Maurizio Landini ha dimenticato come si fa il lavoro di saldatore. I primi passi della sua coalizione sociale hanno mobilitato più avversari che alleati, hanno diviso più che unire. Il protagonismo del leader Fiom suscita anzi la reazione di quello che è l’alveo politico di riferimento, con la minoranza Pd prima e la Cgil poi sollecite nel prendere una clamorosa distanza dal progetto del segretario della Fiom. Non solo, ma proprio la minoranza Pd che fa capo a Pier Luigi Bersani si muove su una strada parallela e annuncia per il 21 marzo in un’Assemblea dal titolo “A sinistra nel Pd” che si propone come “un’alternativa a Renzi”. Precisando che saranno presenti esponenti della Cgil e di Sel.

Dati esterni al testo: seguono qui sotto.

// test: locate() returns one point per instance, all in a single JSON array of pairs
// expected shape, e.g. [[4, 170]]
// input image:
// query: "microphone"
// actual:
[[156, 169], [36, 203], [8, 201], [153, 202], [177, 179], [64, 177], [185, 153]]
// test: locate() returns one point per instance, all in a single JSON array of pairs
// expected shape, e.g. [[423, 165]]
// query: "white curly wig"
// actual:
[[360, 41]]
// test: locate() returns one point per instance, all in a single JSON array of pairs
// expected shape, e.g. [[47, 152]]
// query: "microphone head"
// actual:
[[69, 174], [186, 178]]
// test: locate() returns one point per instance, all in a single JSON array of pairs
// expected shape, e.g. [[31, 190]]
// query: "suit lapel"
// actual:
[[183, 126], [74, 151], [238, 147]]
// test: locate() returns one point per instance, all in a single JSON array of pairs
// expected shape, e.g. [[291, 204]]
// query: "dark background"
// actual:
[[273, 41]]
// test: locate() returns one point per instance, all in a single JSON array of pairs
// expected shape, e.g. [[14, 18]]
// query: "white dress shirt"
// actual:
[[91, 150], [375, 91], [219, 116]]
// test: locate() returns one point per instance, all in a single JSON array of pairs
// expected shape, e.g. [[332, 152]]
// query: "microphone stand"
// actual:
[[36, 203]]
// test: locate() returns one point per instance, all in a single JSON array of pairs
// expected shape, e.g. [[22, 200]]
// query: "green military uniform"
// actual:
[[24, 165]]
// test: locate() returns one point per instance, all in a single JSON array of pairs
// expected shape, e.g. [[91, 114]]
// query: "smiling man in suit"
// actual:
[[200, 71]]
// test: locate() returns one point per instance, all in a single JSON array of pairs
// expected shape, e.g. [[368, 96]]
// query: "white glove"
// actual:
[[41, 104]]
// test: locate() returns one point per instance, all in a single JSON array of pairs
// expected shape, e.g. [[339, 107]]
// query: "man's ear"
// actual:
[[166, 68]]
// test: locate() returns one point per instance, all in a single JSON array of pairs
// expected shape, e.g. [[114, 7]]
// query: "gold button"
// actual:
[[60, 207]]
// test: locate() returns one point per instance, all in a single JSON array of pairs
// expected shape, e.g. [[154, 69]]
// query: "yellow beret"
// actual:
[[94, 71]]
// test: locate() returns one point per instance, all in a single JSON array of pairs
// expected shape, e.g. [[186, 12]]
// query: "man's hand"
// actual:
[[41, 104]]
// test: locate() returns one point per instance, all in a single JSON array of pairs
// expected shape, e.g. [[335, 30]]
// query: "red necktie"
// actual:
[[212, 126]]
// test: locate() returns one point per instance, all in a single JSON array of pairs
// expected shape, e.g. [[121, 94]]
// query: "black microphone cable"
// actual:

La partenza della “coalizione sociale” di Landini appare quindi decisamente in salita. Il tutto esaurito della sala che ospitava la prima riunione presso la sede romana della Fiom, con la partecipazione di associazioni vitali e rilevanti come Libera, Emergency, Libertà e Giustizia, Legambiente, Arci e tante altre “anonime” piccole associazioni di livello locale, stride con la reazione dei “piani alti”, nel sindacato e nella politica.
Landini a In Mezz’Ora definisce “in malafede”chi legge la sua iniziativa come la volontà di costituire un partito. Dice a chiare lettere di non voler “né fare un partito, né uscire dal sindacato”. Rivendica però per il sindacato il diritto di fare politica, perché “il sindacato deve essere un soggetto politico”. Ed ancora: “Ieri doveva essere un inizio di discussione. Il mio problema non era la reazione del Partito democratico. Faccio il sindacalista e la coalizione sociale parte dal sindacato, io voglio che si riformi il sindacato”. Il segretario della Fiom non appare quindi preoccupato dalla reazione freddissima del Partito democratico in tutte le sue molteplici forme - dall’anima renziana a quella minoritaria. Proprio dalla sinistra dem sono arrivate le parole più dure, con Roberto Speranza prima e Maurizio Martina poi impegnati a prendere le distanze dalle “urla” di Landini.
Più difficile per Landini però reagire alla clamorosa presa di distanza della Cgil, infastidita dalle parole pronunciate dal leader Fiom a In Mezz’ora. Landini aveva detto di muoversi “dentro la strategia della Cgil”, di aver “informato” Susanna Camusso della sua iniziativa e di parlare con lei “alla luce del sole”. A stretto giro la precisazione del portavoce della Cgil il quale affermava che “né il segretario né la segreteria sono stati informati della riunione di ieri della Fiom e tantomeno hanno espresso appoggio a quel progetto”.
Si profila con questa smentita una spaccatura nel sindacato di Corso d’Italia che appare il riflesso di questo nuovo protagonismo di Maurizio Landini, di sicuro ingombrante per un sindacalista di categoria si vuole trasformare in leader aggregatore di forze sociali. In effetti il segretario della Fiom punta a “rottamare” le riforme degli ultimi governi - pensioni (riforma Fornero) e lavoro (Jobs act) su tutto - e propone una riforma della rappresentanza sindacale e iniziative a sostegno delle fasce più deboli. Una rottamazione che riguarda anche il sindacato e che, se dovesse riuscire, non può che travolgere la Cgil.